BBSplit

Overview

BBSplit internally uses the BBMap alignment engine to map reads to multiple genomes simultaneously, determining which genome each read matches best. This approach is fundamentally different from ordinary single-reference mapping because it focuses on resolving ambiguity between references rather than within a single reference.

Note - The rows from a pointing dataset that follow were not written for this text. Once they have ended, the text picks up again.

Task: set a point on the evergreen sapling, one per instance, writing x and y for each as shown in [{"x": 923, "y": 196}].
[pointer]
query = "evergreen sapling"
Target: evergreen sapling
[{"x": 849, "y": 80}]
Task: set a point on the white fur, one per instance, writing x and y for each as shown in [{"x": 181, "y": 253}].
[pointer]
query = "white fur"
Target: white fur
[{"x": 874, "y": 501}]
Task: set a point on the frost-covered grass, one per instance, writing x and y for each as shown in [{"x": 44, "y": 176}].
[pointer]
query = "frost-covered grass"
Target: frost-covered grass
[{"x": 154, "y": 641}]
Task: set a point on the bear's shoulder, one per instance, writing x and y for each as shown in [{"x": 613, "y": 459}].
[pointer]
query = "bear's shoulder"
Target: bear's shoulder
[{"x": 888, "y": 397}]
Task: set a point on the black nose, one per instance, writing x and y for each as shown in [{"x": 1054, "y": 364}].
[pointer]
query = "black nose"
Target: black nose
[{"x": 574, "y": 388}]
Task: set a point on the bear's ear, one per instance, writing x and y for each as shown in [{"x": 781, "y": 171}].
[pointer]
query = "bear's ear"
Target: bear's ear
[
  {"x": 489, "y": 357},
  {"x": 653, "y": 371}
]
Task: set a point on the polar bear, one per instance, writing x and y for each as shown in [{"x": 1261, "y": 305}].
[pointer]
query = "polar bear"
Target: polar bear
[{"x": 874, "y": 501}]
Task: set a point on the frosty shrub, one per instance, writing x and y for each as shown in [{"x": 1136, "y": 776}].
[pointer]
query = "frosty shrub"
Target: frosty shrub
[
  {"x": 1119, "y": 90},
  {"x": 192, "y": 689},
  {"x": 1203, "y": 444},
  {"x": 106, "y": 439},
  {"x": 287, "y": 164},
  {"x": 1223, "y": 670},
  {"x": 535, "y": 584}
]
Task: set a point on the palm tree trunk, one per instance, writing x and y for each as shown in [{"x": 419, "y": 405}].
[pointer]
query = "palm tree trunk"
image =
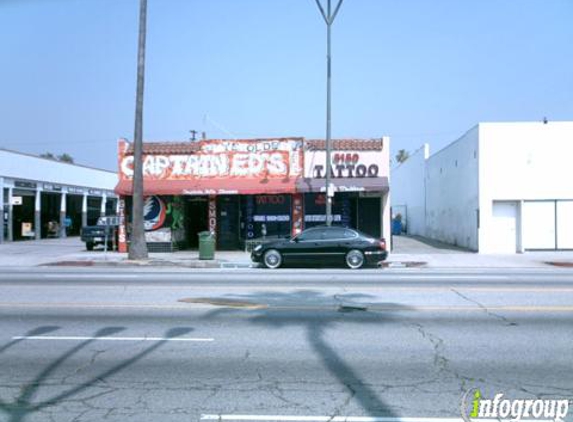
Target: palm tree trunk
[{"x": 138, "y": 246}]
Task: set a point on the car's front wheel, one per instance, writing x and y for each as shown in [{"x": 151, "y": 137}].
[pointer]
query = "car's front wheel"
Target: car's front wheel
[
  {"x": 355, "y": 259},
  {"x": 272, "y": 259}
]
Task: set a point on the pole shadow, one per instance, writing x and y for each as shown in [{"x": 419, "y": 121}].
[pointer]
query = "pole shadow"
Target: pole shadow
[
  {"x": 282, "y": 312},
  {"x": 24, "y": 404}
]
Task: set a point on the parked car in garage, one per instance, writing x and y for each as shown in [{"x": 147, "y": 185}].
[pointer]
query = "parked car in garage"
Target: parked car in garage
[
  {"x": 105, "y": 230},
  {"x": 323, "y": 245}
]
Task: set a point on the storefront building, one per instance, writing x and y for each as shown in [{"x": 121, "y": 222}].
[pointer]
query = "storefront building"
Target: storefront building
[
  {"x": 244, "y": 190},
  {"x": 42, "y": 198}
]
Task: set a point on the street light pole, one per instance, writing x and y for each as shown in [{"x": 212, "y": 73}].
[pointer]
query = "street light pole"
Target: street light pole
[{"x": 328, "y": 17}]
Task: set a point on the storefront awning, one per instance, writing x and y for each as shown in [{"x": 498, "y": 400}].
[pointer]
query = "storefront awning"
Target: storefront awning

For example, if a read maps ambiguously to multiple locations within the human genome, that internal ambiguity is irrelevant when the goal is distinguishing human reads from mouse reads. BBSplit tracks this additional cross-reference ambiguity information and provides specialized tools for handling it.

Primary Applications

Metagenomics: Binning and refining metagenomic reads by taxonomic origin
Contamination Detection: Separating host reads from pathogen sequences
Multi-species Studies: Parsing reads from mixed-species samples
Quality Control: Quantifying cross-contamination between samples

Basic Usage

bbsplit.sh ref=x.fa,y.fa in=reads.fq basename=o%.fq

This is equivalent to:

bbsplit.sh build=1 in=reads.fq ref_x=x.fa ref_y=y.fa out_x=ox.fq out_y=oy.fq

Two-step process:

To index:

bbsplit.sh build=1 ref_x=reference1.fa ref_y=reference2.fa

To map:

bbsplit.sh build=1 in=reads.fq out_x=output1.fq out_y=output2.fq

Parameters

BBSplit uses the BBMap engine internally and supports almost all BBMap parameters, with the addition of specialized multi-reference functionality. Parameters are organized by function:

Indexing Parameters

Required when building the index. BBSplit creates specialized indexes that track which sequences came from which reference file.

ref=<file,file>: A list of references, or directories containing fasta files.
ref_<name>=<ref.fa>: Alternate, longer way to specify references. e.g., ref_ecoli=ecoli.fa. These can also be comma-delimited lists of files; e.g., ref_bacteria=ecoli.fa,salmonella.fa,klebsiella.fa
build=<1>: Designate index to use. Corresponds to the number specified when building the index.
path=<.>: Specify the location to write the index, if you don't want it in the current working directory.

Input Parameters

in=<reads.fq>: Primary reads input; required parameter.
in2=<reads2.fq>: For paired reads in two files.
qin=<auto>: Set to 33 or 64 to specify input quality value ASCII offset.
interleaved=<auto>: True forces paired/interleaved input; false forces single-ended mapping. If not specified, interleaved status will be autodetected from read names.

Mapping Parameters

maxindel=<20>

Don't look for indels longer than this. Lower is faster. Set to >=100k for RNA-seq.

minratio=<0.56>

Fraction of max alignment score required to keep a site. Higher is faster.

minhits=<1>

Minimum number of seed hits required for candidate sites. Higher is faster.

ambiguous=<best>

Set behavior on ambiguously-mapped reads (with multiple top-scoring mapping locations).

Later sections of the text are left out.